The View from Writers' Roost
by WILLIS WEBB
May 14, 2009 | 1670 views | 0 0 comments | 7 7 recommendations | email to a friend | print
TEXANS just have to be different. For generations this was the largest state, so everything was bigger and better. Texans were labeled braggarts. Then, the U.S. added Alaska and Hawaii. Alaska took away the “biggest title” since it is much larger in land area than Texas. Of course, that didn’t keep Texans from feeling they still had the “best” in many categories.

With the giant leaps in technology in the last quarter century or so, particularly in instant communication, some acquired sophistication has toned down the braggadocios.

But Texans remain different. Take liquor laws.

A great deal of Texas is “dry.” With such unusual local option liquor laws, you get counties where one town or one precinct is “wet” or can sell alcoholic beverages. An electorate can choose from a list of how alcoholic beverages can be sold. An area can vote for sale only by package stores, selling beverages in closed containers, not for consumption on premises.

SEVERAL generations ago, after Texas emerged from Prohibition that banned the sale and manufacture of alcoholic beverages, anti-alcohol organizations raised enough objections so that sale and consumption were limited to certain hours. At first, it was no sale or consumption on Sundays. Then, sale on Sundays was approved, but a great many church groups opposed any sale during the morning hours when church services were held. Good ol’ boys made light of it with such statements as, “We had to set opening at 1 p.m. so the Baptist deacons could get an even start with everyone else.” You can, of course, substitute any denomination you wish. It happened the area where I grew up was predominantly Baptist, so that’s what the “wets” said to deride opposition.

Since “liquor by the drink” wasn’t legal until the 1970s, some groups got the Legislature to pass a law allowing private clubs. Principal beneficiaries were country clubs. Hotels and restaurants got into the act, so you could buy a temporary membership card and have a mixed drink with dinner.

Texas grew over the last half of the 20th Century and newcomers from states that had more liberal liquor laws pushed for change.

TODAY, YOU can be in a town that offers night clubs where liquor is sold by the drink; package stores with whiskey, wine and beer for off premises consumption; supermarkets with the same offerings as package stores; plus private clubs and restaurants.

However, watching some of the shenanigans between the “wets” and “drys” over the years is an education in itself and most certainly entertaining.

Many years ago, Texas lawmakers gave in to certain groups and outlawed driving a motor vehicle with an open alcoholic beverage container. Some ingenious whiskey peddler came up with drinks that had covers with holes for straws (an idea no doubt stolen from Louisiana drive-thru daiquiri bars enabling them to skirt state laws against “open containers”).
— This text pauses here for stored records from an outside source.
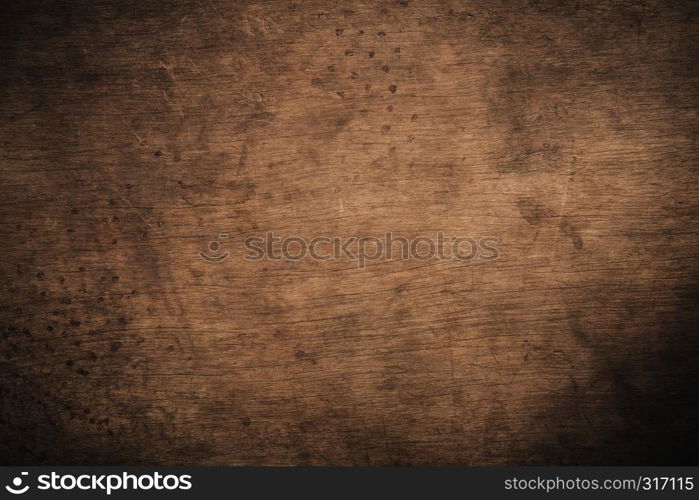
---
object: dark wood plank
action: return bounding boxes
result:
[0,0,697,465]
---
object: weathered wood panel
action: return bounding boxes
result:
[0,0,697,465]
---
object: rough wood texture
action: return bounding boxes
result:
[1,0,698,465]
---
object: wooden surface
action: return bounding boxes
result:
[1,0,698,465]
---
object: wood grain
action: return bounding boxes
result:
[1,0,698,465]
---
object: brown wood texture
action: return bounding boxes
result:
[1,0,698,465]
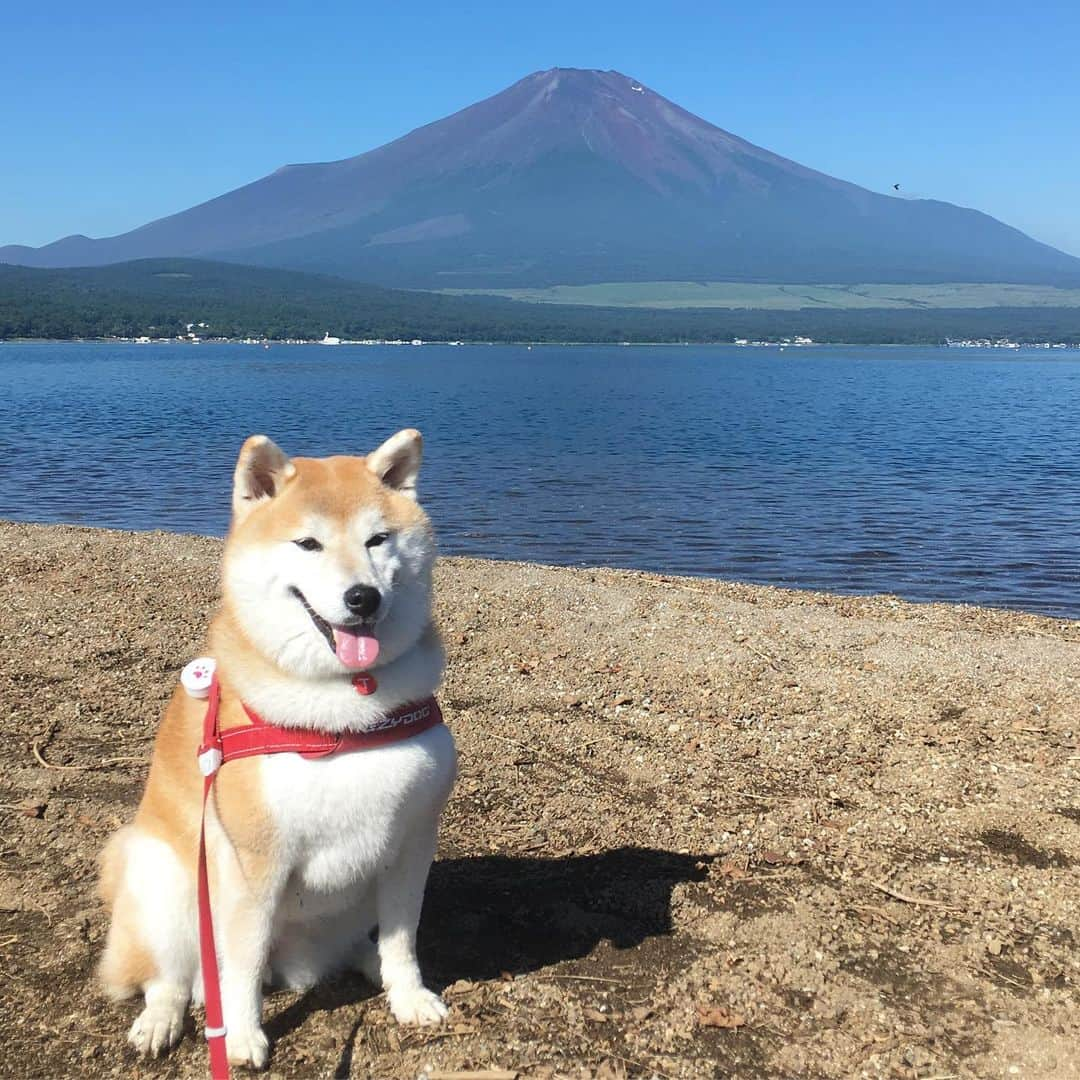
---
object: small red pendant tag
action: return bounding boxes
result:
[352,674,377,695]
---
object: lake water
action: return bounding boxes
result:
[1,341,1078,619]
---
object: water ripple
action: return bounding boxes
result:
[1,342,1078,618]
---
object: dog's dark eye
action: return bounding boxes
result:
[293,537,323,552]
[365,532,390,549]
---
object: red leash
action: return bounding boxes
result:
[196,676,230,1080]
[195,674,443,1079]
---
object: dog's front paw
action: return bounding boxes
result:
[128,1003,185,1058]
[387,985,449,1026]
[226,1026,269,1071]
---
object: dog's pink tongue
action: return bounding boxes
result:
[332,626,380,669]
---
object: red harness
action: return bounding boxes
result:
[195,675,443,1079]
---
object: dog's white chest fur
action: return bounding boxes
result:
[263,723,457,902]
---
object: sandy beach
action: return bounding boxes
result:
[1,519,1078,1079]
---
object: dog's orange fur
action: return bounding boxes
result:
[98,446,425,1001]
[98,687,274,999]
[230,453,428,547]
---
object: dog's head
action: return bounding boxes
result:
[221,430,436,677]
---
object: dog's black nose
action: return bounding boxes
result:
[343,584,381,618]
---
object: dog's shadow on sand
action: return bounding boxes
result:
[423,846,710,980]
[265,846,708,1073]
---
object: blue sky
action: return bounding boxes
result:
[3,1,1078,256]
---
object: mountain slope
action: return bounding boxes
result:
[4,69,1079,287]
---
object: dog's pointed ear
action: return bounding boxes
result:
[232,435,295,520]
[366,429,423,499]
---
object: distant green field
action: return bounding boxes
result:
[439,281,1080,310]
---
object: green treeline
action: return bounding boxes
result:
[3,258,1080,345]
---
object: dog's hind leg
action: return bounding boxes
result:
[376,824,447,1026]
[99,829,197,1058]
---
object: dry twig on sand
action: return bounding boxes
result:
[544,974,625,984]
[870,879,960,912]
[31,731,146,772]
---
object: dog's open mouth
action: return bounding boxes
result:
[290,587,380,669]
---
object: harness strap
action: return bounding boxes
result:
[228,699,443,759]
[194,675,443,1080]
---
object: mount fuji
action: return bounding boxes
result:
[3,68,1078,288]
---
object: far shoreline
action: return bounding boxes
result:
[4,337,1080,350]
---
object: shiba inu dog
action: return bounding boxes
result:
[98,430,456,1069]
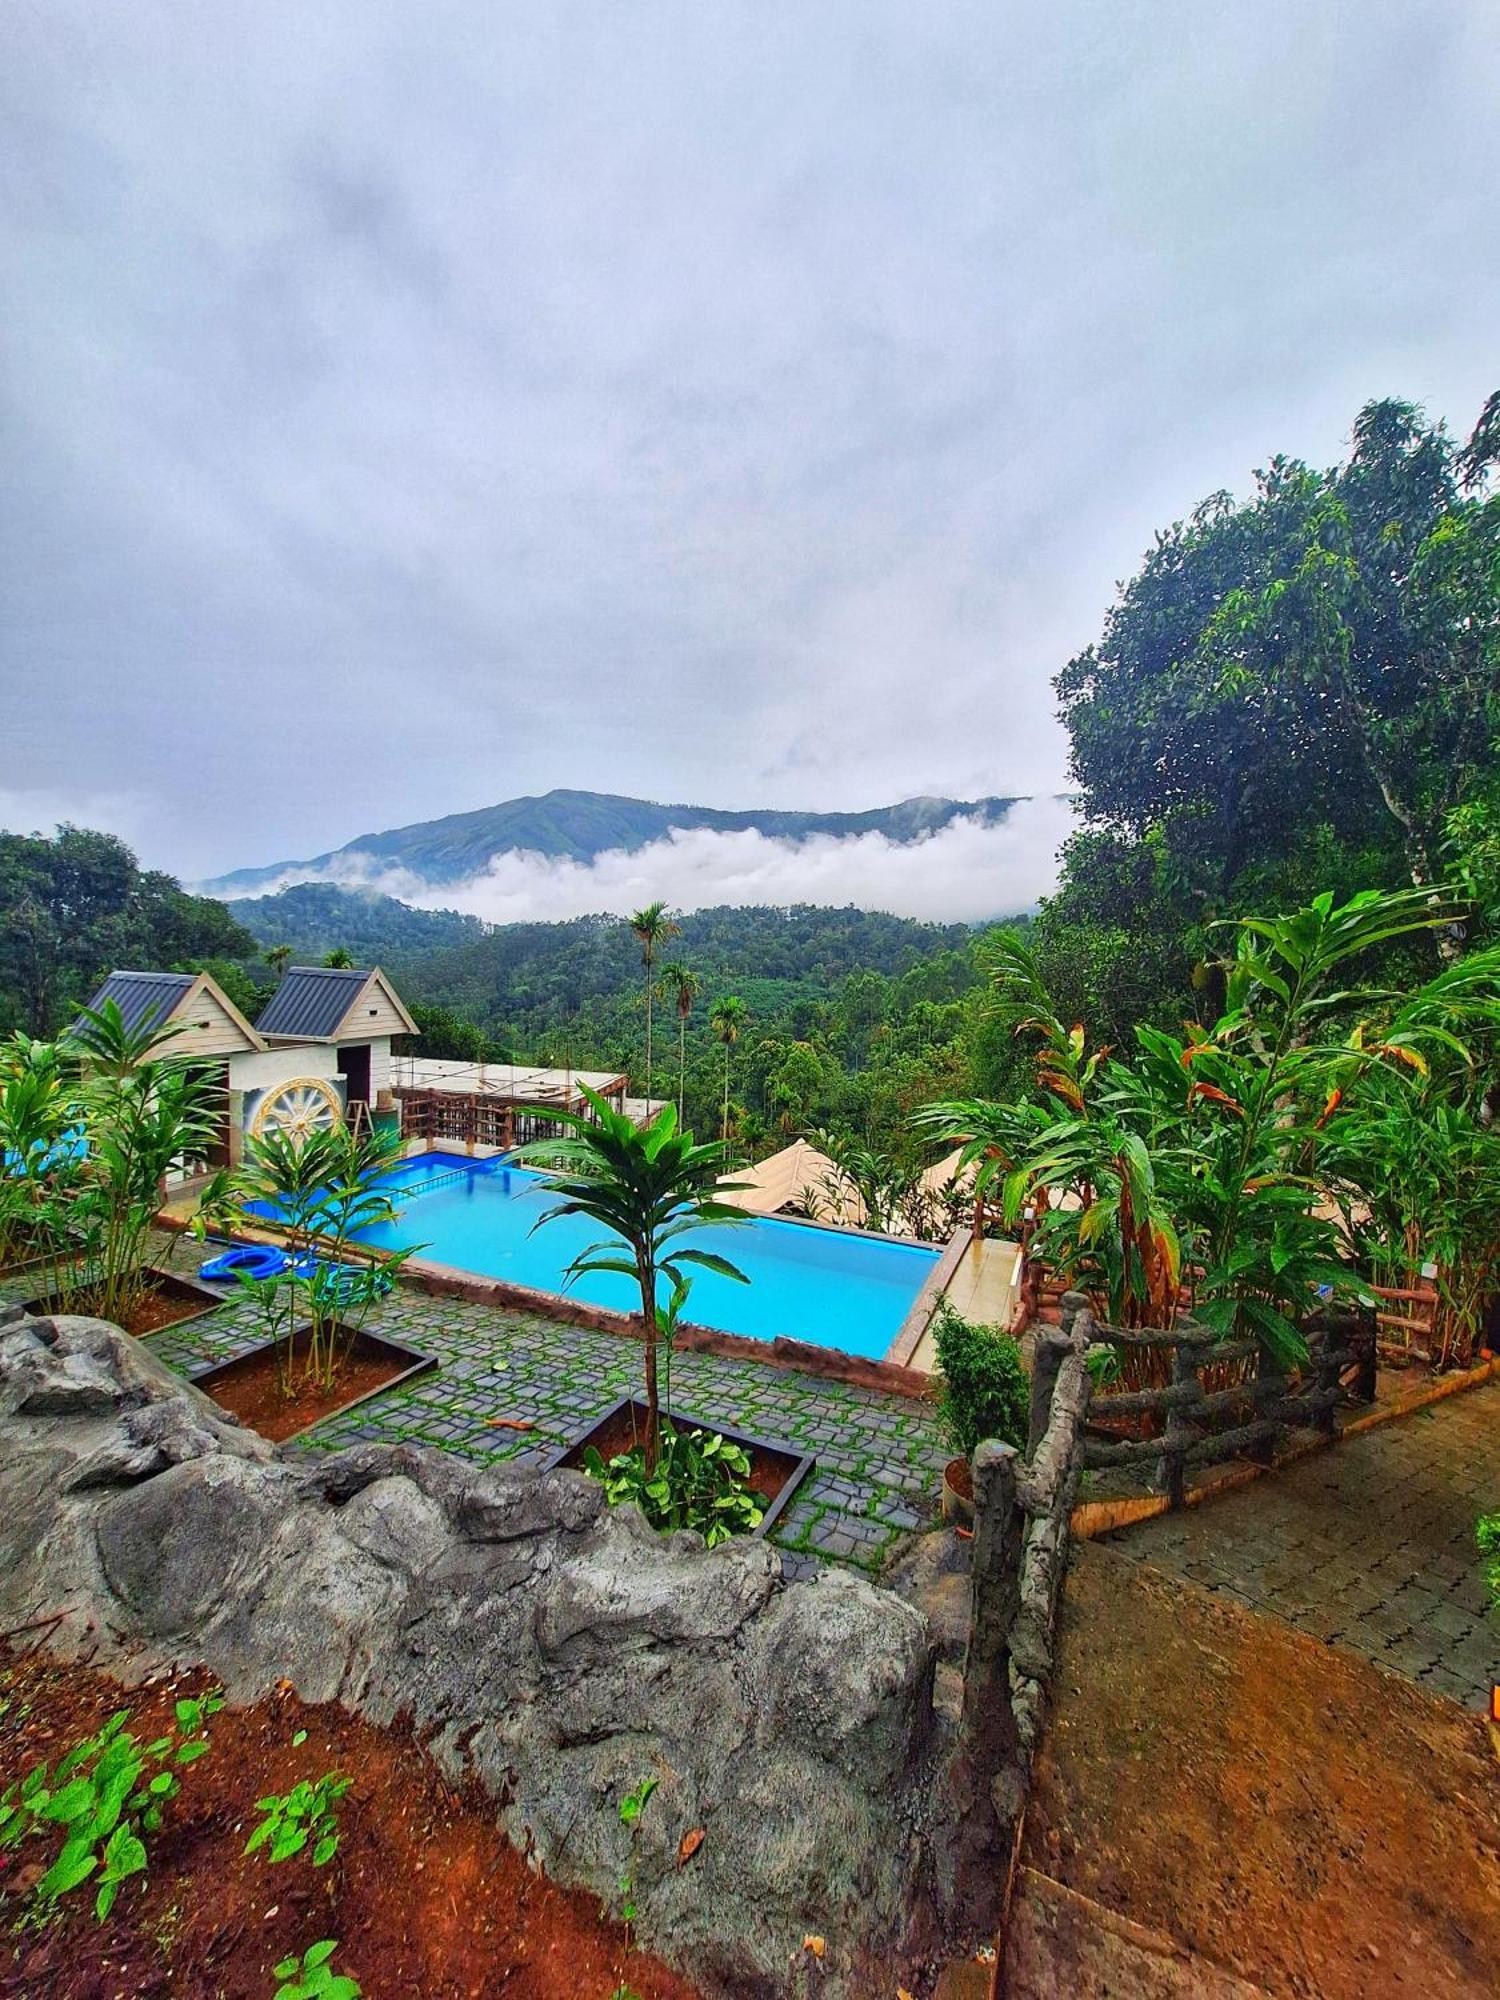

One of the more amusing upshots of the wet-dry debate and religion has to do with a package store in a predominantly Baptist area in East Texas. The store’s drive-thru window is on the backside of the building and was dubbed “the Baptist window,” ostensibly so Baptists could buy their booze obscured from public view.

ONE EAST TEXAS town had two wet-dry votes in a 3-year period. A restaurateur was behind the petitions to vote. The “drys” won both times. So, the enterprising restaurateur pushed for a package store option in a neighboring county and, upon passage, opened a “whiskey store” (his words). He and his family belonged to a large church in his town. His wife and children attended and he sent a big check regularly.

A few months after his whiskey store opened, the restaurateur received a visit by three men from his church. They came to “church” him, read him out of church membership. He laughed at them and pointed to a back door and said, “Go right ahead but just remember that I built this !@#$% with that door so your church brethren could come in without being seen and I couldn’t keep this !@#$% open without ‘em!”

Texas’ growth and softened views by some denominations on drinking in moderation have reduced the electoral confrontations some, but if you ever want to see a knockdown, drag-out, bare-knuckled electoral fray, keep an eye out for a wet-dry election.